As I plugged along with writing and posting, EyeJunkie certainly filled the creative bill. It helped me accomplish that goal of a creative pursuit. Those readers who have been around for any length of time can attest that I’ve subjected the Junksters to all kinds of experiments and hare-brained ideas–graphics popping up here and there, series starting and fizzling, run-on sentences and fragments abounding. But, something else beyond a basic creative outlet has emerged for me in these two years.

Recently, I was writing some thoughts (something about underwear purchases or chili… don’t even ask) in an email to a friend who commented… “this sounds like an EJ post.” Wait a minute. EyeJunkie posts have a sound. That stuck. The comment made me realize the reason behind the reason that this blogging adventure matters to me. I’ve noticed a voice emerging. Mine. A consistency and willingness to speak. A thoughtful, but emphatic tone. An amalgum of emotion framed in a single sound. The sound of my own voice.

Through the months of blogging, I recognized that I had been in a period of my life for some time when I felt that my voice was being drowned out–perhaps by difficult relationships, distractions and interruptions, the absorption of care-giving and kid-loving, dailyness and just plain busyness. I found that my own voice was hushed and difficult to discern–even to myself–above (or below) the din. Through the act of writing and exposing thoughts to the world regardless of who may or may not be reading, I was finding my voice again. I realized again that I had something to say, and this venue gave me the inclination to say it. To find the courage to speak it.
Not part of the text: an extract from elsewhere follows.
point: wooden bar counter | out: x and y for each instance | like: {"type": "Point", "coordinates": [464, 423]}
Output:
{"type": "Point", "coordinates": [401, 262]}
In my own voice.

Is transparency in this world brave? Perhaps. Is writing an authentic blog essay courageous? I don’t know. I don’t think I’ve put courage into this body of nonsense as much as it’s put courage into me. Writing an EyeJunkie worthy of your attention has encouraged me to speak. In my own voice. If the question of courage is “where can I find it?”, for sure I’ve found at least a little within this cyber space. Thank you for listening to that process.